Description
Warm your soul with our Roasted Butternut and Sausage Soup, a delightful blend of sweet roasted butternut squash and savory sausage. This creamy, nutrient-packed dish is perfect for cozy evenings or entertaining friends and family. With tender vegetables, hearty pasta, and a touch of baby spinach, it’s not just comfort food; it’s an experience. Whether enjoyed as a main course or starter, this soup is sure to impress with its rich flavors and inviting aroma.
Ingredients
Scale
- 2 pounds butternut squash
- 2 tablespoons extra virgin olive oil
- 1 pound Italian sweet sausage (or turkey sausage)
- 2 cups leek
- 1 cup carrots
- ½ cup celery
- 6 cups heated chicken stock
- 3 cups baby spinach
- 1 cup heavy cream
- ½ cup grated Parmesan cheese
Instructions
- Preheat the oven to 450°F.
- Toss butternut squash with olive oil and pepper on a sheet tray; roast for 20 minutes until tender.
- Cook pasta according to package directions; drain and set aside.
- In a medium pot, brown sausage over medium-high heat until cooked through.

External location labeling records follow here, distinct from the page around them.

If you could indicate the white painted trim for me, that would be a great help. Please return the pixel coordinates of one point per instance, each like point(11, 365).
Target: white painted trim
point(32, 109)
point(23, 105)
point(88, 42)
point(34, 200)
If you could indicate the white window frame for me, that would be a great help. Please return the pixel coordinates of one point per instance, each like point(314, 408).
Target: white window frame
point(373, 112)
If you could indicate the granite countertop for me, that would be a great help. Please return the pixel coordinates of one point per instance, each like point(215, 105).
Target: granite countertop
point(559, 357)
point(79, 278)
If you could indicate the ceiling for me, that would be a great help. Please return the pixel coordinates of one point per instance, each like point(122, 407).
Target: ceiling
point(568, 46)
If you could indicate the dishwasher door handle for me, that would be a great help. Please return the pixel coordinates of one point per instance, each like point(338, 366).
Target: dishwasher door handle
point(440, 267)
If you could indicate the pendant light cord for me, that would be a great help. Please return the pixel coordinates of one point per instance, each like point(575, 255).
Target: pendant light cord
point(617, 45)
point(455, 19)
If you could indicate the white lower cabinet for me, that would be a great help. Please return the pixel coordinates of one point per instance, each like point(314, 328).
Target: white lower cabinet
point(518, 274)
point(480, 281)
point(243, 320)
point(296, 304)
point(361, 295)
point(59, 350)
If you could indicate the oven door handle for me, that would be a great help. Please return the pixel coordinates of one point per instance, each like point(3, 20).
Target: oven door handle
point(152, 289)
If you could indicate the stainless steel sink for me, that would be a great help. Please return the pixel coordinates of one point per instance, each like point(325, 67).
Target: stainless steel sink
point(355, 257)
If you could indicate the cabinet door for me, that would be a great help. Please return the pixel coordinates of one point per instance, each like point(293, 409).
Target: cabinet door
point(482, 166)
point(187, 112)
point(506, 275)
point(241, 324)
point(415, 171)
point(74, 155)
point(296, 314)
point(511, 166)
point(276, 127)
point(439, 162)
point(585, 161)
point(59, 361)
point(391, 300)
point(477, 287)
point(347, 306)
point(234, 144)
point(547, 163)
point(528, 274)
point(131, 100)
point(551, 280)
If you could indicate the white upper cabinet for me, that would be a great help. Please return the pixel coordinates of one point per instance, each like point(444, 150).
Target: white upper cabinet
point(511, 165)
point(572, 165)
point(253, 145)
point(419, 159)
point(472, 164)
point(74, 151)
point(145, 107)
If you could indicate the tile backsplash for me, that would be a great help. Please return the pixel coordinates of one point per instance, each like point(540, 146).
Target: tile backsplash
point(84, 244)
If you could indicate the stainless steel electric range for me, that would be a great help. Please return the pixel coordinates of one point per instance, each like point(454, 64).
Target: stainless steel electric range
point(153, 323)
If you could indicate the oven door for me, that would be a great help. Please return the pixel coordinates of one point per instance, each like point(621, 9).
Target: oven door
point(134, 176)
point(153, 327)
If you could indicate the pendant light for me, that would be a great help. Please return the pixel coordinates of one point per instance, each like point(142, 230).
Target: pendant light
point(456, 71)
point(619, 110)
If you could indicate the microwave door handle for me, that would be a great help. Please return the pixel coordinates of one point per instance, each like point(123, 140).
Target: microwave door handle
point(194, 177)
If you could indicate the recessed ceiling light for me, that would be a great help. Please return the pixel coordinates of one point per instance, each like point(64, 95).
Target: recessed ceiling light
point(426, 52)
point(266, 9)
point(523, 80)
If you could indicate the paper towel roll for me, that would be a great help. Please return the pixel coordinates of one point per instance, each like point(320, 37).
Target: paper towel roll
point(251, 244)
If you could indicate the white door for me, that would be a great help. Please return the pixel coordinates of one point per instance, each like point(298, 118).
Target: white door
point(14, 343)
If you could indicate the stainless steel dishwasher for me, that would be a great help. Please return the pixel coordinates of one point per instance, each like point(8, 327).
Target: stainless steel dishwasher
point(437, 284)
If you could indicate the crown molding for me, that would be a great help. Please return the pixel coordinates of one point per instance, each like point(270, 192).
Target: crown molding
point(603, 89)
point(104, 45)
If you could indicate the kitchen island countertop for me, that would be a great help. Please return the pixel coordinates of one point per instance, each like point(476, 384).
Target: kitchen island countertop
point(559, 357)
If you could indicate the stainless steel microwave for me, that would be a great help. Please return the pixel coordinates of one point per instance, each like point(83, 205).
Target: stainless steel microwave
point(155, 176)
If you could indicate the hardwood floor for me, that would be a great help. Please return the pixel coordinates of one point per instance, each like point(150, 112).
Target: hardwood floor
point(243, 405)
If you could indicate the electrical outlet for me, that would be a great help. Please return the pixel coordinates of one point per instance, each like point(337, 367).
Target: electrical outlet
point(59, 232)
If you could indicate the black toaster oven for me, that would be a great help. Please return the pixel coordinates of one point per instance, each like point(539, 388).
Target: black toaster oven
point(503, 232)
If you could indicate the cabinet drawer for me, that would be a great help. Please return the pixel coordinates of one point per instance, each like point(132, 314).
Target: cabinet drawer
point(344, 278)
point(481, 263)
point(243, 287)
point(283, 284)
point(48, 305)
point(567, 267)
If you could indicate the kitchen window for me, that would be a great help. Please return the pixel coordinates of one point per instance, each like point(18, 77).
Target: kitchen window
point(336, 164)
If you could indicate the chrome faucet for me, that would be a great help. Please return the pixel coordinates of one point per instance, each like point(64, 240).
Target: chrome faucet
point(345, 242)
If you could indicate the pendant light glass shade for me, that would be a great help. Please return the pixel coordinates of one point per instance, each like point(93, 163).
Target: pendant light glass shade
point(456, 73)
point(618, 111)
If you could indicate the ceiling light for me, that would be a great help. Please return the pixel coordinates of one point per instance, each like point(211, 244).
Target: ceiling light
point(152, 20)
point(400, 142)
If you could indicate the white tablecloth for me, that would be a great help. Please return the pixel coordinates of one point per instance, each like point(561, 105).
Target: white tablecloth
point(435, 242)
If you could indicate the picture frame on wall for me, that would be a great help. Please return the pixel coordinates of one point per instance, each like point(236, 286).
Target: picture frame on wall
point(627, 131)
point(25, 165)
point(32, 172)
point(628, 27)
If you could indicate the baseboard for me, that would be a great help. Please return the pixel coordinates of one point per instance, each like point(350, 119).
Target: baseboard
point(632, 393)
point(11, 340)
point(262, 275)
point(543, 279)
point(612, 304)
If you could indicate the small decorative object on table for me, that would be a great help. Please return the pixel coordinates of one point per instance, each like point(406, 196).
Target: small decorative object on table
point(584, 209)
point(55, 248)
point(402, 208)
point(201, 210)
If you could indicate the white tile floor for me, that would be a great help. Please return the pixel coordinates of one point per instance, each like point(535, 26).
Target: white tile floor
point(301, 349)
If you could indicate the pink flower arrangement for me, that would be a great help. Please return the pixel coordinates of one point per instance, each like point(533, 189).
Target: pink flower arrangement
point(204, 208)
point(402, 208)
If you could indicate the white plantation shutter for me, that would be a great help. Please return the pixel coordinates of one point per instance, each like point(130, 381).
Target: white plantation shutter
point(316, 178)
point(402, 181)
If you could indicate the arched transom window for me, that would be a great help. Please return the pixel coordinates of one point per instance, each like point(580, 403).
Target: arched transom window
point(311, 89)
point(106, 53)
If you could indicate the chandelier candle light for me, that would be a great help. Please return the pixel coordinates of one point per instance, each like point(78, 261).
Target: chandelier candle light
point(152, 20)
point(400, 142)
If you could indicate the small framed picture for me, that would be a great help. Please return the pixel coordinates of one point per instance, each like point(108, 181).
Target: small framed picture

- Add butter, leeks, carrots, and celery; sauté until softened.
- Stir in garlic, thyme, sage, and red pepper flakes; cook until fragrant.
- Pour in hot chicken stock; simmer until vegetables are tender.
- Add spinach, roasted squash, Parmesan cheese, and heavy cream; heat through.
- Serve over cooked pasta, garnished with additional Parmesan.
- Prep Time: 15 minutes
- Cook Time: 35 minutes
- Category: Main
- Method: Baking
- Cuisine: American
Nutrition
- Serving Size: 1 serving
- Calories: 520
- Sugar: 7g
- Sodium: 680mg
- Fat: 28g
- Saturated Fat: 12g
- Unsaturated Fat: 16g
- Trans Fat: 0g
- Carbohydrates: 50g
- Fiber: 6g
- Protein: 18g
- Cholesterol: 60mg
Keywords: For a vegetarian version, use vegetable broth and substitute sausage with lentils or beans. Feel free to experiment with different pasta shapes for texture variations.